Closed matt123p closed 5 years ago
How about some comments that explain what all this is for?
The basic idea behind the code is to stop a problem that occurs when the client disconnects asynchronously. When this happens the lwip_fin function is called and this closes the pcb.
If this close happens at just the wrong time then it occurs between a tcp* function being scheduled and executed. When the tcp* function is finally executed it uses the pcb handle it was given, which is now invalid.
The way this patch solves the problem is to have a flag (one per pcb connection) which when zero means the pcb is OK to use and when non-zero indicates the pcb has been closed asynchronously.
Before using the pcb handle the flag is checked and if the pcb has already been closed the tcp_* function is not called and the crash avoided.
In the lwip_fin function the flag is set to non zero.
To cope with multiple pcbs open at the same time, instead of a single flag there is an array of flags. At construction the AsyncClient picks a slot in the array to use as its flag. It picks a slot that has been used the longest time ago. It knows this because it will have the lowest value in it. It must do this because we do not want to reuse a slot that has just been closed because there might still be a call scheduled using that slot.

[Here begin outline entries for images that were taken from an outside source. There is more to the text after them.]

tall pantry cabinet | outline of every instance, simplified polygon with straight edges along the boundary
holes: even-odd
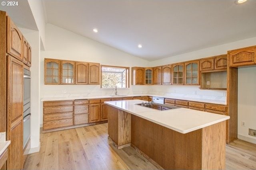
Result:
[[[6,132],[8,158],[3,169],[23,166],[23,69],[31,48],[6,12],[0,11],[0,132]]]

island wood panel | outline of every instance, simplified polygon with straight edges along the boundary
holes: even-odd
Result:
[[[224,169],[225,127],[223,121],[182,134],[132,115],[131,143],[165,169]]]
[[[0,169],[2,170],[2,168],[3,167],[3,169],[4,169],[5,168],[4,166],[4,165],[5,164],[7,158],[8,158],[8,149],[6,149],[0,155]]]
[[[202,169],[224,169],[226,122],[202,128]]]
[[[23,59],[23,36],[11,18],[7,16],[7,52],[20,61]]]
[[[0,11],[0,132],[6,131],[6,14]]]

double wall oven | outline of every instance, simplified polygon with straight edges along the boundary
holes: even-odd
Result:
[[[23,149],[30,138],[30,72],[24,68],[23,74]]]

I hope this makes sense. If you want to share your code then I could take a look at it with you.
The only change you really need to make is to make sure you check the closed slot array before using the pcb handle.
Thanks, Matt.
Thanks for your work with this @matt123p - I was seeing issues related to this that I could not figure out.
Thanks for the explanations, Matt! What do you think of putting them into a comment in the code?
Where this is causing headaches is here https://github.com/me-no-dev/AsyncTCP/pull/48/files#diff-5c977e380a3eb2cac7b8881fd6fd9dcbR550-R576, it's not the functionality but the nightmare of needing to call a _tcp function from a C callback in the TLS code. I'm not a C++ whizz, so most likely there is a better solution.
Still getting some random heap crashes with this when loading a page.
This is the sequence that caused this crash:
CORRUPT HEAP: Bad tail at 0x3ffd6440. Expected 0xbaad5678 got 0x00000000
assertion "head != NULL" failed: file "/Users/ficeto/Desktop/ESP32/ESP32/esp-idf-public/components/heap/multi_heap_poisoning.c", line 214, function: multi_heap_free
abort() was called at PC 0x400f8e63 on core 1
Backtrace: 0x4008c814:0x3ffd5c40 0x4008ca45:0x3ffd5c60 0x400f8e63:0x3ffd5c80 0x4008c489:0x3ffd5cb0 0x40084e6a:0x3ffd5cd0 0x400864ad:0x3ffd5cf0 0x4000bec7:0x3ffd5d10 0x400d8abb:0x3ffd5d30 0x400887b9:0x3ffd5d60
Rebooting...
which decodes to:
0x4008c814: invoke_abort at /Users/ficeto/Desktop/ESP32/ESP32/esp-idf-public/components/esp32/panic.c line 155
0x4008ca45: abort at /Users/ficeto/Desktop/ESP32/ESP32/esp-idf-public/components/esp32/panic.c line 170
0x400f8e63: __assert_func at ../../../.././newlib/libc/stdlib/assert.c line 63
0x4008c489: multi_heap_free at /Users/ficeto/Desktop/ESP32/ESP32/esp-idf-public/components/heap/multi_heap_poisoning.c line 214
0x40084e6a: heap_caps_free at /Users/ficeto/Desktop/ESP32/ESP32/esp-idf-public/components/heap/heap_caps.c line 268
0x400864ad: _free_r at /Users/ficeto/Desktop/ESP32/ESP32/esp-idf-public/components/newlib/syscalls.c line 42
0x400d8abb: _async_service_task(void*) at C:\Users\John\Documents\Arduino\libraries\AsyncTCP\src\AsyncTCP.cpp line 182
0x400887b9: vPortTaskWrapper at /Users/ficeto/Desktop/ESP32/ESP32/esp-idf-public/components/freertos/port.c line 143
I have a ws.cleanupClients(); in my webserver loop as well.
Also seeing a lot of [W][AsyncTCP.cpp:942] _poll(): pcb is NULL messages
The only other variable I can think of is I have a captive portal, which is maybe why it's crashing by just opening the browser (it doesn't redirect with Android).
@circuitsetup could you raise this as an issue and include the smallest amount of code that reproduces the problem?
I am currently using this code with websockets, file serving from SPIFF and serving custom HTTP requests and I have found it very stable.
@matt123p I did some more testing and it appears it is an issue with the captive portal (https://github.com/espressif/arduino-esp32/tree/master/libraries/DNSServer). As soon as I removed that code, I couldn't get it to crash. It's a bit tricky because it seems to crash at a different point every time - I guess depending on how the requests are handled.
I made a mistake with the last PR in which it was possible for a closed_slot to not be freed. This version fixes that and also is generally tidier and makes it slightly easier to read the code.